- niejednokrotnie wydaje się w życiu, że już wszystko jest wiadomo, wszystko zostało ustalone - mówi profesor Jerzy Łukasiak. - że dalej poprzez lata będzie toczyć się ustalonym torem. A potem niespodziewanie przychodzi taki moment, że pojawia się coś całkiem nowego, zaskakującego,niezwykle frapującego.
I inicjuje się. Początkuje się całkiem nowa przygoda. Jeszcze w czasie studiów zaczął poważnie zastanawiać się nad tym, czy w przyszłości nie poświęcić się pracy naukowej. Tak również się stało.
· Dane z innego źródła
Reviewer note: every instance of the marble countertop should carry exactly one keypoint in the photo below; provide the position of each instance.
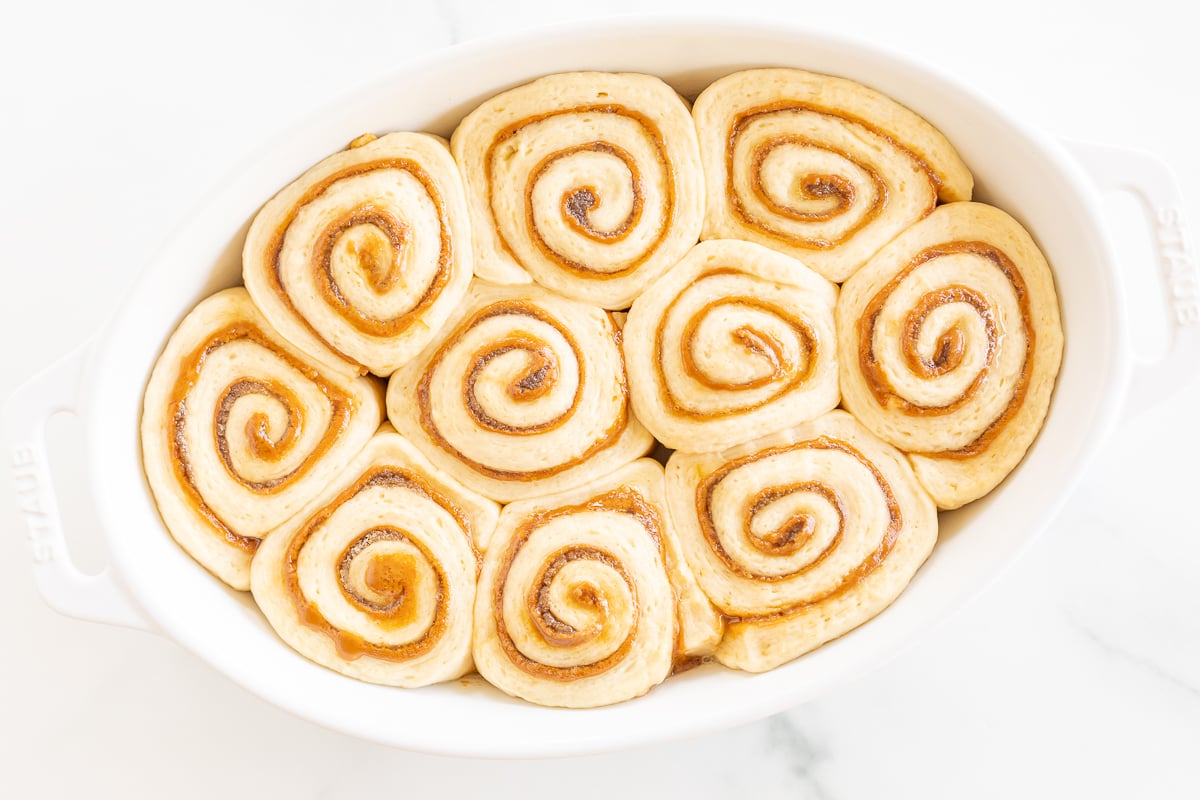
(1075, 674)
Dziś wiemy, że inaczej być nie mogło.
Na gdańskiej medycznej Alma Mater przeszedł przez wszystkie szczeble kariery naukowej: od młodszego asystenta, a nawet od asystenta naukowo-technicznego, poprzez doktorat, habilitację, po,,koronę naukowej kariery" - tytularną (a nie tylko uczelnianą) profesurę.
( Roman Warszewski).Profesor Jerzy Łukasiak. Jego praca doktorska nosiła tytuł:,,Badania nad syntezą i strukturą krzemowych pochodnych kwasu salicylowego, p-aminosalicylowego i nikotynowego", a rozprawa habilitacyjna:,,1-Aryloksysilatrany - otrzymywanie i atrybuty".
Uff - przeciętnemu Kowalskiemu mało to mówi. Niedużo, ale jednak. Mówi co najmniej tyle, iż kompetencje i naukowa wiedza autora tych prac zapewne daleko wykraczają poza przeciętność. W sumie, pracując naukowo od 1963 roku, opublikował 445 prac naukowych, w tym 125 artykułów w czasopismach polskich, 63 artykuły w czasopismach zagranicznych i 118 streszczeń komunikatów i wygłoszonych referatów.
Jest też współautorem 6 pozycji książkowych.Tom posiada autobiografię, zestaw fotografii z całego życia osobistego i zawodowego, kompletne zestawienie dorobku naukowego, artykuł podsumowujący działalność prof.
Jerzy Łukasiaka autorstwa wybitnego reportażysty, Romana Warszewskiego,, a także Appendix.